1907: Israel Rank (Roy Horniman)
A few years ago, I watched the excellent 1949 Ealing comedy Kind Hearts and Coronets, which follows the exploits of Louis D'Ascoyne Mazzini, who decides to murder the eight people ahead of him in a dukedom’s line of succession. The film is loosely based on the novel Israel Rank by Roy Horniman, which has the subtitle, “The Autobiography of a Criminal”. However, this is very much a case of the film being better than the book — and by a long way.
The film departed in a few significant ways from Horniman’s narrative. Most obviously, as the title suggests, the original murderer is Jewish. Israel Rank has a ruthless desire for significance, fuelled partly by his rejection by others. In his words, “a Semitic appearance, however superior, is not the best recommendation to society.” It seems that Horniman’s aim is to satirically expose and condemn the antisemitism of his contemporaries. But, to be honest, antisemites would love a lot of this book, which ends up propagating horrific stereotypes of parasitism and greed.
The other key departure was the film’s decision to turn the narrative into a comedy. The original novel is a far more disturbing read. In the film, there is humour in the murder methods. In the book, we see someone being burned alive and a child being intentionally infected with scarlet fever. I will concede that Horniman gives us a good ending, but I couldn’t make it there without skipping a lot of pages.
TL;DR — Avoid the book.

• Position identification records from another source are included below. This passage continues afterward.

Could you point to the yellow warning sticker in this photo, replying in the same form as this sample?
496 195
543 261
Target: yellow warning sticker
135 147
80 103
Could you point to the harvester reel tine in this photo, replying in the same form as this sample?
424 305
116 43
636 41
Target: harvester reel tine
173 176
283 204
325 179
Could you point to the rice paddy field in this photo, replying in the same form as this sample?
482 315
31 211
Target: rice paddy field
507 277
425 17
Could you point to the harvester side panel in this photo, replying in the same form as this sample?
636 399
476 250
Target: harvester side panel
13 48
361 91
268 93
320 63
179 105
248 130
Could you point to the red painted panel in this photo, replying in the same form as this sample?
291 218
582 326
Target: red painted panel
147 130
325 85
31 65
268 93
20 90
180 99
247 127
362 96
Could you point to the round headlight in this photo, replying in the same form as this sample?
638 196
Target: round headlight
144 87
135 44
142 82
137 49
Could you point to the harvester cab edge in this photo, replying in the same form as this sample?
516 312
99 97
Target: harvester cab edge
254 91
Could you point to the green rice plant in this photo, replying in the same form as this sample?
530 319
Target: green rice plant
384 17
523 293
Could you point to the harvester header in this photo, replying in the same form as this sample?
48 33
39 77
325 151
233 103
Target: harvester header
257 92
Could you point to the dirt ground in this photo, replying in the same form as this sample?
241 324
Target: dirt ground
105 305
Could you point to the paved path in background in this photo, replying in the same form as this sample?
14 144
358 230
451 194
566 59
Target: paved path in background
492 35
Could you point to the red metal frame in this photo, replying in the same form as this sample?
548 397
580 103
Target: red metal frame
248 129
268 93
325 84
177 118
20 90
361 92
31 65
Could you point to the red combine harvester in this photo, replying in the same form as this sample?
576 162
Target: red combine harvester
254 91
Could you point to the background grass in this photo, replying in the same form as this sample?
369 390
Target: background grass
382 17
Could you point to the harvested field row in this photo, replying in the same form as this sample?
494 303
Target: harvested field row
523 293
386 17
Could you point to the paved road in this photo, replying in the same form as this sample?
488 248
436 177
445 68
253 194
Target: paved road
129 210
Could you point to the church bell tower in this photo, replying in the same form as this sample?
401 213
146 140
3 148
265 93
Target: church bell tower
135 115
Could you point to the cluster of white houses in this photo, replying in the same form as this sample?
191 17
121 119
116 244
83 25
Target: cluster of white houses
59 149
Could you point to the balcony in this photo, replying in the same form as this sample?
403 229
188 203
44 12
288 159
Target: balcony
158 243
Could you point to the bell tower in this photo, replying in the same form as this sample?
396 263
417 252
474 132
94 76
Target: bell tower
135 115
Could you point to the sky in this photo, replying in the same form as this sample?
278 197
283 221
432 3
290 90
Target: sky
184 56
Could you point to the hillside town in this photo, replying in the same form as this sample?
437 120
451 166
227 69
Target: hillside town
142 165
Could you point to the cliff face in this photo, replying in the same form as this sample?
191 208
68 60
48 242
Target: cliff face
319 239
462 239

Watch the film.
Verdict: ⭐ (1/5)
1908: The Circular Staircase (Mary Roberts Rinehart)
“This is the story of how a middle-aged spinster lost her mind, deserted her domestic gods in the city, took a furnished house for the summer out of town, and found herself involved in one of those mysterious crimes that keep our newspapers and detective agencies happy and prosperous.” So begins The Circular Staircase, a pioneering work in the “had I but known” subgenre of mysteries.
Mary Roberts Rinehart started writing to fill a financial hole after her family lost thousands of dollars in the stock market. Beginning with poetry and short stories, The Circular Staircase became her first published novel in 1908. When they saw the manuscript, her publisher said they read it “not only with pleasure but with thrills and chills”.1 To add to the rhyme, I also read it near some windowsills.
Rinehart creates an intriguingly mysterious atmosphere, featuring various strange happenings, including the discovery of a dead body at the bottom of the titular staircase. Her ominous references to coming events set the pattern for future “had I but known” mysteries, with statements like: “If we had only stuck to that decision and gone back, before it was too late.”
As I read, I found myself comparing this with my favourite “HIBK” author, Ethel Lina White. The Circular Staircase does not have the same consistent sense of tension as the White novels I’ve read, and I felt less invested in the mystery. But overall, this remains an important book that’s still worth reading.
Verdict: ⭐⭐⭐ (3/5)

My next reads will be Arsène Lupin by Edgar Jepson and Maurice Leblanc (1909), At the Villa Rose by AEW Mason (1910) and The Eye of Osiris by R. Austin Freeman (1911). Recommendations for 1912—1914 welcome!
Quoted in the introduction to the Dover Mystery Classics edition, by Douglas G. Greene.